第12話 相合傘

 その日は午後から各地で局地的に激しい雨の日だった。職員室でで外を眺めていると、窓ガラスを叩く雨粒の音が聞こえてきた。生徒たちはすでに帰り、俺は家に帰るための荷物をまとめていた。傘を忘れたことに気づいたのは遅かった。


 雨の中に出て、冷たい水が服にしみ込むのを感じながら、”なんで今日みたいな日に傘忘れるんだよ”と俺は自分を罵った。俺は道を急ぎ、一時的に避難できる場所を探しはしたが、見つかることはなかった。その時、同僚の佐藤と知佳が小さな傘の下に身を寄せているのを見つけた。その時、佐藤と千賀の2人が傘を差しているのを見つけ、手を振ってくれた。


「直くん?」


「先輩? 傘忘れたんですか?」


「見ればわかるだろ。そうだよ」


「なら私の傘に入ってください」 

「なら私の傘に入っていいい」


 同時に佐藤と知佳がそう言った。


 雨をしのぎたい気持ちはめちゃくちゃある。だが問題は、どちらの傘に入れてもらうかだな。佐藤も知佳も付き合いが長いからどちらでもいい気はした。佐藤とは高校からの付き合いだし、知佳とは幼馴染だし。どちらの傘に入れてもらうか決めかねていた。


「先輩は私の傘に入りたいんですよね?」


「雨をしのげればどちらでも」


「先輩は高校の時もしてたじゃないですか相合傘」


「直くん久しぶりに相合傘して私と帰ろう」


 しかし、雨はますます激しくなり、傘に入らないという選択はなかった。仕方なく、俺は傘を入れてもらう人物を選んだ。
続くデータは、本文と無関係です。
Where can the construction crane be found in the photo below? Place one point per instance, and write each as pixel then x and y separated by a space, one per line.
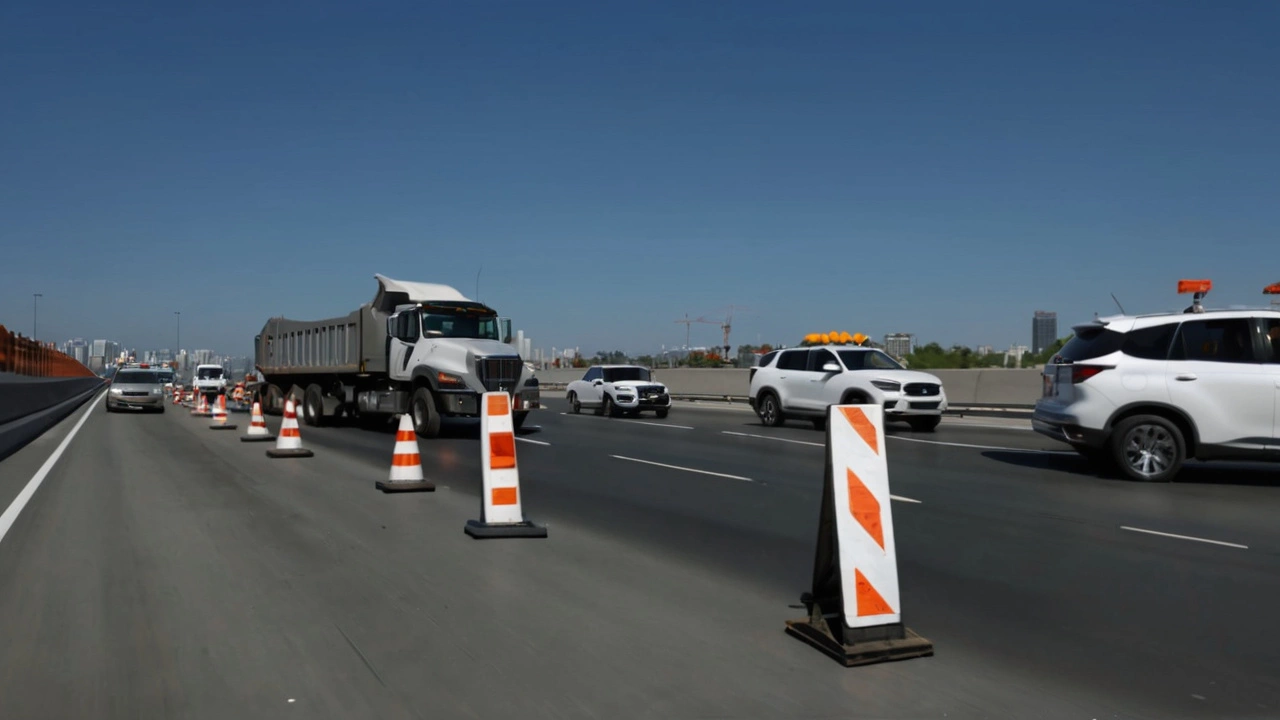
pixel 689 323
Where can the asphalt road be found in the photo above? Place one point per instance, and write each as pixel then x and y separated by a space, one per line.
pixel 164 569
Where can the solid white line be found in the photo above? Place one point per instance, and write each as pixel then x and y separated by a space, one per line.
pixel 658 424
pixel 777 438
pixel 19 502
pixel 685 469
pixel 982 446
pixel 1183 537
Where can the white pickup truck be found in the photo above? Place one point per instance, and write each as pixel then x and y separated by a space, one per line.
pixel 210 381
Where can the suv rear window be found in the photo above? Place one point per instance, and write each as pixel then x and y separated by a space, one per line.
pixel 1089 342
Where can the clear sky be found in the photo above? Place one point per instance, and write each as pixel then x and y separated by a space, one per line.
pixel 932 167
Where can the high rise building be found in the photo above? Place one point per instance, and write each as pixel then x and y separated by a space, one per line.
pixel 899 345
pixel 1043 331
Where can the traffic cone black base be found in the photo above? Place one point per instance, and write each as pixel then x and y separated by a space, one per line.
pixel 484 531
pixel 860 646
pixel 296 452
pixel 425 486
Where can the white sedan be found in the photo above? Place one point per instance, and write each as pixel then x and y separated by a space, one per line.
pixel 616 390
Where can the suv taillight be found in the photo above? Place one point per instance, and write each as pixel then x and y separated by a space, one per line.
pixel 1080 373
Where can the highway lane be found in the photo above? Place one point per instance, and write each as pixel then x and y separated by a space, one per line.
pixel 158 538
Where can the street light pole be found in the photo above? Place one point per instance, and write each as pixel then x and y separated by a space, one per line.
pixel 35 315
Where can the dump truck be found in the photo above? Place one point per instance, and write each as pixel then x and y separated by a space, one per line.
pixel 417 347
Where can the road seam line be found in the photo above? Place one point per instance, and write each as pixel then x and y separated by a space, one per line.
pixel 682 468
pixel 16 507
pixel 1183 537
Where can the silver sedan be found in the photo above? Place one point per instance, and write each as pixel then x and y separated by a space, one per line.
pixel 136 390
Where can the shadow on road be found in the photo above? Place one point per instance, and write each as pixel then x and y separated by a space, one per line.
pixel 1193 473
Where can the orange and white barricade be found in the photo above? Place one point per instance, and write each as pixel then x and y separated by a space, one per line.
pixel 257 431
pixel 219 422
pixel 406 473
pixel 501 509
pixel 855 610
pixel 289 442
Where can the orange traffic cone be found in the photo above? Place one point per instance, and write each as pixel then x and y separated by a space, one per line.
pixel 220 415
pixel 257 431
pixel 289 443
pixel 406 463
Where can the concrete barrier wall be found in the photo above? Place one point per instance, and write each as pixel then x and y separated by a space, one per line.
pixel 987 386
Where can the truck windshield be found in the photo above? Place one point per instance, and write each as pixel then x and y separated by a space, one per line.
pixel 617 374
pixel 460 324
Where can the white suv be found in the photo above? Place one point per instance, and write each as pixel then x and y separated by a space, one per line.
pixel 803 382
pixel 1147 392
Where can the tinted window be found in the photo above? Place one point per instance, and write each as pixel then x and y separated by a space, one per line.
pixel 1089 342
pixel 819 358
pixel 1150 343
pixel 794 360
pixel 868 360
pixel 1215 341
pixel 1271 340
pixel 141 377
pixel 616 374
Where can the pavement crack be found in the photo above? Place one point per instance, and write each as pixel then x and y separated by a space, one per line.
pixel 362 659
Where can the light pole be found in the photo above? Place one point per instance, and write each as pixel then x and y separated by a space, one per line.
pixel 35 315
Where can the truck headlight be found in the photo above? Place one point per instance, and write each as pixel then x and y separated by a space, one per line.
pixel 449 381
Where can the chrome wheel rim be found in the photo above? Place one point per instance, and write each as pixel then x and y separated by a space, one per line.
pixel 1150 450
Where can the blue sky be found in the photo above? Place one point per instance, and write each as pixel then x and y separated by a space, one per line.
pixel 931 167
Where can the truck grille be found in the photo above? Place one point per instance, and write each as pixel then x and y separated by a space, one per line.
pixel 922 390
pixel 498 373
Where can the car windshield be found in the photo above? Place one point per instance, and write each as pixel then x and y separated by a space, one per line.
pixel 137 377
pixel 615 374
pixel 439 322
pixel 868 360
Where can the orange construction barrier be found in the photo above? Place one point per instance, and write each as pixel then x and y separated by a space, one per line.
pixel 24 356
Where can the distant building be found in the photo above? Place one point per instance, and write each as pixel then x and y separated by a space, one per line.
pixel 899 345
pixel 1043 331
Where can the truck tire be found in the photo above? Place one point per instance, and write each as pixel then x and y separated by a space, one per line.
pixel 312 406
pixel 426 418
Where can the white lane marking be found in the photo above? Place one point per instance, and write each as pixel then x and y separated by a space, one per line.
pixel 658 424
pixel 1183 537
pixel 19 502
pixel 777 438
pixel 982 446
pixel 685 469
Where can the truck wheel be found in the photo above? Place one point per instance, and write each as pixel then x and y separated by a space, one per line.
pixel 312 406
pixel 426 418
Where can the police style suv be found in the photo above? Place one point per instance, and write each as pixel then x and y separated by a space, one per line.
pixel 1148 392
pixel 803 382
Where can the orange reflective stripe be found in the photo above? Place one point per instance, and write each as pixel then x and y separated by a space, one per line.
pixel 502 451
pixel 497 405
pixel 869 600
pixel 864 427
pixel 407 460
pixel 864 507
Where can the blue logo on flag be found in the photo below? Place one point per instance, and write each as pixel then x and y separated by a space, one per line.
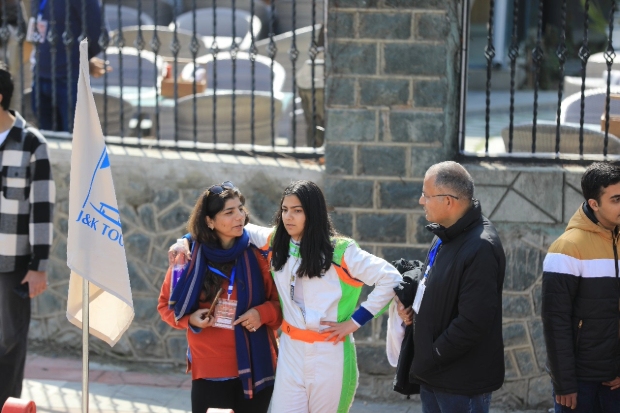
pixel 105 210
pixel 104 214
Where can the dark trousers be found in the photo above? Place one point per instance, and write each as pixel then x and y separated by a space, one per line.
pixel 60 117
pixel 14 322
pixel 227 394
pixel 593 397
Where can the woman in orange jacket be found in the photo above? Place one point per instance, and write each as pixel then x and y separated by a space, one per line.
pixel 231 348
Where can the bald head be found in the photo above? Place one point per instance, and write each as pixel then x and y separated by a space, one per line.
pixel 452 176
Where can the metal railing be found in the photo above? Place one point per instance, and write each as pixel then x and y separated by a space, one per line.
pixel 568 134
pixel 210 75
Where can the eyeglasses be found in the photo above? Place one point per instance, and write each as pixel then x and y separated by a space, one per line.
pixel 433 196
pixel 219 188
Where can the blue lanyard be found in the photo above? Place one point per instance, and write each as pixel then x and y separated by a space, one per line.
pixel 431 256
pixel 231 279
pixel 42 7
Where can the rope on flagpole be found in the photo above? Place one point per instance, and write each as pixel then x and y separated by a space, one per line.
pixel 85 328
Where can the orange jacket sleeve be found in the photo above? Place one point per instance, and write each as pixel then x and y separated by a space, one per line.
pixel 270 311
pixel 166 313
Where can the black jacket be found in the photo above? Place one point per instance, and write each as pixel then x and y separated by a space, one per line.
pixel 458 331
pixel 412 272
pixel 580 299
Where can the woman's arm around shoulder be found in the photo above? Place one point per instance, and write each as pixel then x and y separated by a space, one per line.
pixel 270 312
pixel 166 313
pixel 259 236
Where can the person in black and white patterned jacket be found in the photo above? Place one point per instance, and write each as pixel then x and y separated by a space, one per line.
pixel 27 194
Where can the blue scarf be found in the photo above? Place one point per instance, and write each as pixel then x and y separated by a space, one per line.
pixel 253 350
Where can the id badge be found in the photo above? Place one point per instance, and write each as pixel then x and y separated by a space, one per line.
pixel 225 311
pixel 417 301
pixel 38 35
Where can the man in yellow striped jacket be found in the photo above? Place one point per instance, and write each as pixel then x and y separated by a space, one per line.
pixel 581 300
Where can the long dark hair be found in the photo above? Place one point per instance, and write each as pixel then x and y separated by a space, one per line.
pixel 316 248
pixel 208 205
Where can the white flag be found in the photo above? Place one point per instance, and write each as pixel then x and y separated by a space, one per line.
pixel 95 249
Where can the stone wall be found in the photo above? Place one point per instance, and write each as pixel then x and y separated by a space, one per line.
pixel 156 191
pixel 391 102
pixel 391 99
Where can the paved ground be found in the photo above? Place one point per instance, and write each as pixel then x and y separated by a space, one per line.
pixel 54 384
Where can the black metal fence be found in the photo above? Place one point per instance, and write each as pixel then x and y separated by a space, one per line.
pixel 226 75
pixel 549 40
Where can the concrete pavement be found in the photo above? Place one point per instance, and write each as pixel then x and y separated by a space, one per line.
pixel 54 384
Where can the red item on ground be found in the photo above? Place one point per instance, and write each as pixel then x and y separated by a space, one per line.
pixel 14 405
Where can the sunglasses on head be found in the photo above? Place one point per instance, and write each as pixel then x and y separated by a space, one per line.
pixel 219 188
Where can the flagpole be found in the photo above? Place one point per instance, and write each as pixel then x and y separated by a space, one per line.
pixel 85 328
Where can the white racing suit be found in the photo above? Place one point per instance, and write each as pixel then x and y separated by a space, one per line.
pixel 315 376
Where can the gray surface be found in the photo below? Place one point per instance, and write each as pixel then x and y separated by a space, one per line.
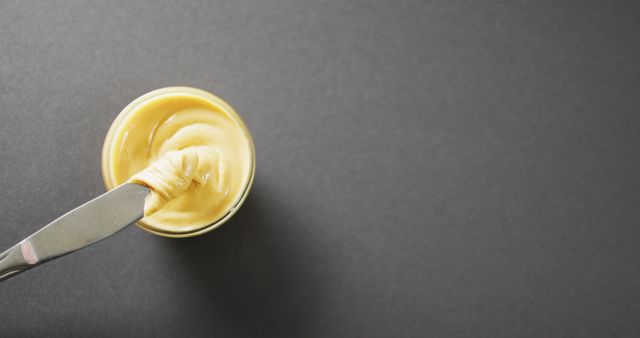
pixel 425 168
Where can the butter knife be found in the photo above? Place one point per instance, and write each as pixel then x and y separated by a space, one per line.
pixel 89 223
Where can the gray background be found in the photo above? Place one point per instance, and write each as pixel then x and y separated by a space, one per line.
pixel 425 168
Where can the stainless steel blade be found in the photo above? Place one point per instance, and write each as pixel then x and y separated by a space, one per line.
pixel 89 223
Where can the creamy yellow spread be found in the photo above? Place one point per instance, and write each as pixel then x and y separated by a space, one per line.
pixel 193 152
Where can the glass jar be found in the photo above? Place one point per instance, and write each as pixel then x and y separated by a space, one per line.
pixel 108 154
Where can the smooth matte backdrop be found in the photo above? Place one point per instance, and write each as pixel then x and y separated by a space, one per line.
pixel 424 168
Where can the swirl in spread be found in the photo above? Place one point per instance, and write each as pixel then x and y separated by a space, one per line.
pixel 194 154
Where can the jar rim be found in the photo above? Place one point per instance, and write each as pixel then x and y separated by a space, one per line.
pixel 218 102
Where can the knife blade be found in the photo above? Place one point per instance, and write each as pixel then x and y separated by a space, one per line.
pixel 87 224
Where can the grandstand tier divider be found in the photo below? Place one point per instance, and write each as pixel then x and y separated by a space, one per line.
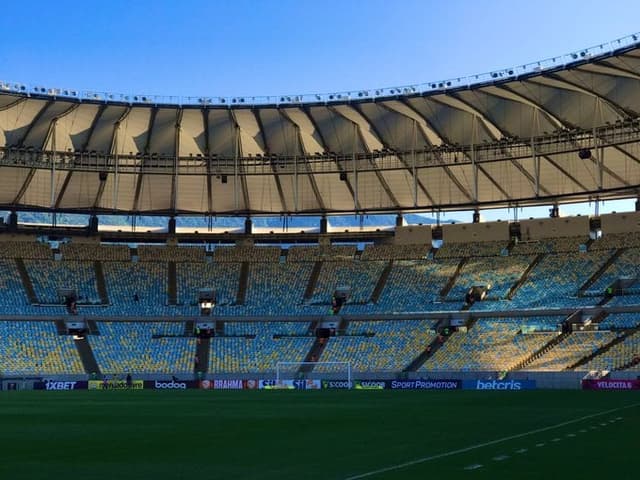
pixel 437 343
pixel 382 281
pixel 243 283
pixel 172 284
pixel 452 280
pixel 538 353
pixel 203 352
pixel 525 275
pixel 101 285
pixel 598 273
pixel 603 349
pixel 314 355
pixel 87 357
pixel 26 281
pixel 313 280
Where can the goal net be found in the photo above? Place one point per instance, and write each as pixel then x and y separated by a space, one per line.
pixel 296 370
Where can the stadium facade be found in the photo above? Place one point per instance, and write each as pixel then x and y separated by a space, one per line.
pixel 540 294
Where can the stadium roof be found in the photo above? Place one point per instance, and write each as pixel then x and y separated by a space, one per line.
pixel 567 129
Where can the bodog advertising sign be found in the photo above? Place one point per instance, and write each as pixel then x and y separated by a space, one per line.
pixel 115 385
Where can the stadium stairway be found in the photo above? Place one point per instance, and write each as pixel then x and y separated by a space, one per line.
pixel 429 350
pixel 538 353
pixel 93 327
pixel 313 280
pixel 452 280
pixel 26 281
pixel 219 328
pixel 382 281
pixel 101 285
pixel 525 275
pixel 86 356
pixel 189 328
pixel 602 349
pixel 597 274
pixel 61 328
pixel 242 284
pixel 203 349
pixel 172 284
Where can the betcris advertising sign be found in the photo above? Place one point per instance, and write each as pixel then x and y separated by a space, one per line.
pixel 51 384
pixel 424 384
pixel 499 385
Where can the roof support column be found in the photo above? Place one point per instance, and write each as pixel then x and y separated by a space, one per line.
pixel 474 167
pixel 600 158
pixel 295 183
pixel 536 166
pixel 413 164
pixel 116 160
pixel 355 168
pixel 52 158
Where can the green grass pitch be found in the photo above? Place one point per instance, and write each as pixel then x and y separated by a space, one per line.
pixel 327 434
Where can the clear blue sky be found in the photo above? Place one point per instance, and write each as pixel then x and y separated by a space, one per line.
pixel 260 47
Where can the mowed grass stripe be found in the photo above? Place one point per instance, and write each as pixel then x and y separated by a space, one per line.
pixel 268 434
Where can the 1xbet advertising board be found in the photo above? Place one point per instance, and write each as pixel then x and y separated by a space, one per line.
pixel 53 384
pixel 514 385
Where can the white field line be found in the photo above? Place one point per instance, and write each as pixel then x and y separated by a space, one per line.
pixel 485 444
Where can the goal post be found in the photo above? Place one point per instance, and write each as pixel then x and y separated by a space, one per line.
pixel 291 370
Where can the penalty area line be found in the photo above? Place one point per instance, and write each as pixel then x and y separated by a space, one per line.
pixel 485 444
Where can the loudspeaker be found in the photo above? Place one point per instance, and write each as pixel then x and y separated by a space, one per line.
pixel 584 154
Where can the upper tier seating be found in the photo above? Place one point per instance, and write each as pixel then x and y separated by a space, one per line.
pixel 470 249
pixel 329 253
pixel 259 354
pixel 48 276
pixel 555 281
pixel 548 245
pixel 25 249
pixel 246 254
pixel 394 345
pixel 573 348
pixel 149 253
pixel 95 252
pixel 129 347
pixel 617 356
pixel 499 272
pixel 494 344
pixel 395 252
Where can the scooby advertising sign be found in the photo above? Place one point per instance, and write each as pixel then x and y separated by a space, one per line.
pixel 115 385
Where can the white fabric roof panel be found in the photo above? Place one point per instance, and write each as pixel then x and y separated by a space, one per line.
pixel 73 129
pixel 16 121
pixel 80 191
pixel 192 135
pixel 104 129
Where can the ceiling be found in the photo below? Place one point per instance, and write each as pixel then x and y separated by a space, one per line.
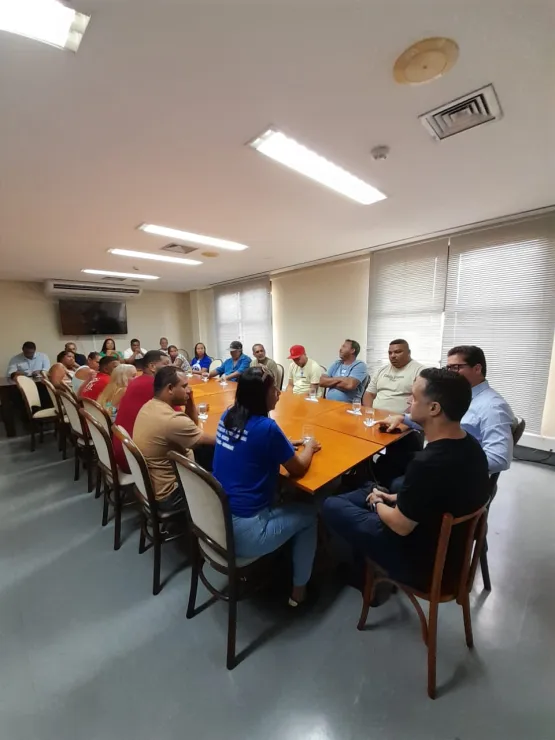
pixel 148 123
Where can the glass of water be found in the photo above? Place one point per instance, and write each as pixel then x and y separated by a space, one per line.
pixel 308 433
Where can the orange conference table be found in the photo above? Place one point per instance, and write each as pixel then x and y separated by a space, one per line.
pixel 341 450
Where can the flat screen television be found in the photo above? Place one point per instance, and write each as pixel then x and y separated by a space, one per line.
pixel 78 318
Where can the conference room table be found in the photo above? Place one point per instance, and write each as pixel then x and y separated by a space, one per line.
pixel 345 440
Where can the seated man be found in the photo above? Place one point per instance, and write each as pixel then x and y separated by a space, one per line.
pixel 134 352
pixel 178 359
pixel 304 373
pixel 346 377
pixel 159 429
pixel 260 358
pixel 236 364
pixel 400 531
pixel 137 394
pixel 489 418
pixel 80 360
pixel 94 387
pixel 29 362
pixel 390 386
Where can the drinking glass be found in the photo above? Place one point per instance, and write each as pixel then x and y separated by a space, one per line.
pixel 308 433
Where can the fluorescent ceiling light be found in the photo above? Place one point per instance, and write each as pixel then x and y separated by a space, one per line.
pixel 187 236
pixel 44 20
pixel 122 274
pixel 157 257
pixel 289 152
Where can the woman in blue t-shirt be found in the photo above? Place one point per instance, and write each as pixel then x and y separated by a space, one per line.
pixel 250 447
pixel 201 361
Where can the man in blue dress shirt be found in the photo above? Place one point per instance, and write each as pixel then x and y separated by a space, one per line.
pixel 236 364
pixel 346 377
pixel 489 418
pixel 29 362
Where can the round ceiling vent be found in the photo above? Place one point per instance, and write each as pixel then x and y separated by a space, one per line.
pixel 426 60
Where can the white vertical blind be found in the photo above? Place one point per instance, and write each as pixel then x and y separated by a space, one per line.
pixel 407 292
pixel 244 312
pixel 501 297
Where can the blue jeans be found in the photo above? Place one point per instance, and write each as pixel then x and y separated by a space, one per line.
pixel 271 528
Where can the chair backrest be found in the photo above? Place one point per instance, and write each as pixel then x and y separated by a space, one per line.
pixel 99 413
pixel 71 408
pixel 137 466
pixel 102 442
pixel 518 429
pixel 281 375
pixel 461 580
pixel 29 391
pixel 208 508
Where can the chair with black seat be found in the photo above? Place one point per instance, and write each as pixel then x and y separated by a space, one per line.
pixel 37 415
pixel 451 584
pixel 114 479
pixel 80 437
pixel 152 518
pixel 213 542
pixel 518 430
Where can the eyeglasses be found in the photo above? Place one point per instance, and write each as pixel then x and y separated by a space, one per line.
pixel 456 366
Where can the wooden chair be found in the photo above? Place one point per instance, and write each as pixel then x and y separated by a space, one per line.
pixel 37 416
pixel 151 518
pixel 62 422
pixel 213 543
pixel 457 587
pixel 518 430
pixel 281 375
pixel 113 478
pixel 79 435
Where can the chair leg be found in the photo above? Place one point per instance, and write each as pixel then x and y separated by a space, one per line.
pixel 485 566
pixel 195 564
pixel 231 626
pixel 467 621
pixel 156 587
pixel 367 593
pixel 432 648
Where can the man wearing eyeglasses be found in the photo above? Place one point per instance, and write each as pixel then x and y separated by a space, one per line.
pixel 489 418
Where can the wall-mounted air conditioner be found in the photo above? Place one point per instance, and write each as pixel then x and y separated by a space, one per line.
pixel 93 291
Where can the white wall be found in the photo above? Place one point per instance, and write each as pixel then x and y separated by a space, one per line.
pixel 319 307
pixel 27 314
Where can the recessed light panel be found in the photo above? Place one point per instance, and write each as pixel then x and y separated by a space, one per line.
pixel 121 274
pixel 187 236
pixel 281 148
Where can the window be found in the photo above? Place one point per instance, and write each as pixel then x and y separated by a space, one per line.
pixel 407 292
pixel 244 312
pixel 501 296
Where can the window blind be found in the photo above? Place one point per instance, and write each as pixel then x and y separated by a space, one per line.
pixel 407 292
pixel 501 297
pixel 244 312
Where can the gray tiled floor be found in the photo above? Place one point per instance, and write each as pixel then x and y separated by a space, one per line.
pixel 87 653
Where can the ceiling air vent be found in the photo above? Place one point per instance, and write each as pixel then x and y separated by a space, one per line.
pixel 480 106
pixel 178 249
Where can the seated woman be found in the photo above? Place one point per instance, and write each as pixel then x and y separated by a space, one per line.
pixel 201 361
pixel 109 348
pixel 250 447
pixel 113 393
pixel 178 359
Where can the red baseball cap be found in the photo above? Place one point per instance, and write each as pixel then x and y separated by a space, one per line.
pixel 296 351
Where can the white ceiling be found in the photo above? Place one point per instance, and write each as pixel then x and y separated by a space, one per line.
pixel 149 120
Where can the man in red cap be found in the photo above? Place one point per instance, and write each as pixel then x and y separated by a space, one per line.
pixel 304 373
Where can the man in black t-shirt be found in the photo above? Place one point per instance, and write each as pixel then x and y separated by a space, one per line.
pixel 400 531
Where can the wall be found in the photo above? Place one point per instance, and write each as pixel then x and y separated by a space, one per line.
pixel 27 314
pixel 319 307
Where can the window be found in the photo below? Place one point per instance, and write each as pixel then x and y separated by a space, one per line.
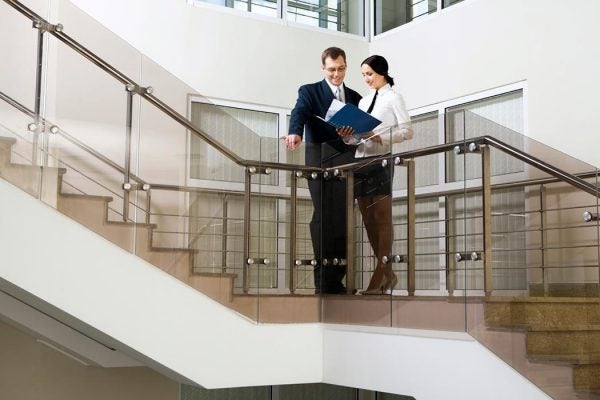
pixel 337 15
pixel 216 209
pixel 390 14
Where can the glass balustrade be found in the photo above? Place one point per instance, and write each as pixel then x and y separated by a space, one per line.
pixel 487 232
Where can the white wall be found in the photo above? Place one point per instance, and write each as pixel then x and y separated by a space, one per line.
pixel 225 54
pixel 428 365
pixel 482 44
pixel 152 316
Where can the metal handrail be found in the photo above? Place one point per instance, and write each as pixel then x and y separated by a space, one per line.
pixel 112 71
pixel 70 138
pixel 488 140
pixel 481 144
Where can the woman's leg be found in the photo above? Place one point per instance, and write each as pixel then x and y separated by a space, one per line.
pixel 376 212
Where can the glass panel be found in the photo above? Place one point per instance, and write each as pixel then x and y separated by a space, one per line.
pixel 338 15
pixel 540 267
pixel 250 393
pixel 500 117
pixel 390 14
pixel 315 391
pixel 261 7
pixel 19 45
pixel 20 140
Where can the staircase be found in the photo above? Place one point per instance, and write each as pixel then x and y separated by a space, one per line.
pixel 557 331
pixel 554 342
pixel 92 212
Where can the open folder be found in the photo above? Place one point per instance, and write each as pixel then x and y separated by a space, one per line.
pixel 340 114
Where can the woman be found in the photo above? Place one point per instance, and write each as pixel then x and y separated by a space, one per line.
pixel 373 184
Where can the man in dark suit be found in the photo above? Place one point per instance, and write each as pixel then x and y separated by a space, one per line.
pixel 325 148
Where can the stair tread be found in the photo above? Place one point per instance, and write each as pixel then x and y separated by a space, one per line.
pixel 214 274
pixel 533 300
「お前らいつの話してんだよ。まぁ今日は知佳にお世話になろうか」


 気兼ねなく傘に入れるのはどちらかというと知佳だな。懸念点は知佳が言ってた頃とは状況が違いすぎる点だ。あの頃は俺たちは幼かった。今は立派な大人だ。やや気恥ずかしいところは否めない。


「やった」


「何でですか先輩?なんで私じゃないんですか?」


 佐藤は不満げで、知佳は喜んで笑顔になっている。そんなに喜んでくれると、なんだか選んだ俺も嬉しい。


「いやなんとなく。しいて言えば、前にカラオケに誘ったからだな。あの後、お前らはしゃぎすぎて大変だったんだからな。その原因を作ったからだ」


「それを言われると何も言えませんね」


 ということで知佳に傘を入れてもらうことになった俺は傘の下に身を寄せ、体を密着させ、濡れないようにした。その結果、俺たちはさらに体を密着させることになった。心臓の鼓動が早くなるのを感じ、誰かに聞こえているのだろうかと思った。気まずい状況だったが、それでもどこか心地よさもあった。佐藤はいつも笑顔でかわいらしく、知佳は自然体で、まるであの頃のように親しみやすい。二人とも、俺を安心させてくれた。


 歩いていると、英語の先生である小林先生とすれ違った。彼女は大きな傘を差し、雨の中を堂々と歩いていた。俺たちに気づいた小林先生は、


「橋本先生傘を忘れたの?」


 と声をかけてきた。


「ええ、まあ」


「なら私の折り畳み傘を貸してあげるわ 

 We'll call it even.(じゃあこれで貸し借りなしね)」


 ここでの貸しとはこの前の1週間いなかった時、俺が代わりに担当したことを言ったのだろう。俺たちは、どうしたらいいのかわからず、顔を見合わせた。また傘を持ち替えるのは面倒だし、かといって大きな傘で雨をしのぎたい気持ちもある。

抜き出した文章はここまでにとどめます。